Drake Explains Bizjet Management To Climate Critics - AVweb

“Remember people, 98% of the CO2 released every year is “good”; only the 2% from people is bad and polluting”

Well… sort of… not quite.

In a balanced system, CO2 is constantly recycled (remember learning about the “Carbon Cycle” in high-school science decades ago?)

But burning fossil fuels is adding CO2 to this system. Now, it’s a small amount each year, but since CO2 lingers for centuries it accumulates with each passing year, like a savings plan. Currently almost half the CO2 in the atmosphere is the result of burning fossil fuels.

(And how can “they” tell that? Pretty easily, actually. Carbon comes in several isotopes - Carbon-12, -13, and -14. Carbon-14 comes from cosmic rays hitting regular carbon atoms in the atmosphere. But buried underground, away from cosmic rays, C-14 decays at steady rate. This is the basis of “carbon-14 dating” used by archeologists.

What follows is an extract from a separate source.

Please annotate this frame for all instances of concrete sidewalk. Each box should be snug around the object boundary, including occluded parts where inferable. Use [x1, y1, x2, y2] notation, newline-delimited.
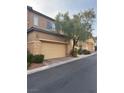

The carbon found in coal and oil is devoid of C-14 - it’s long since decayed away. Burning it puts it back in the atmosphere where it dilutes the amount of C-14 already present. It’s easy enough to measure how much total CO2 is present in the atmosphere. Then compare it to how much is CO2 with C-14. The result is how much CO2 came from burning fossil fuels, which is about 47%, almost doubling the amount of CO2 present).

Now the system can re-balance itself… but only to a point. Predicting that exact point is subject to conjecture, but it’s like predicting a hurricane a day or two out - they may not know the exact ZIP code will get hit, but it’s coming none-the-less.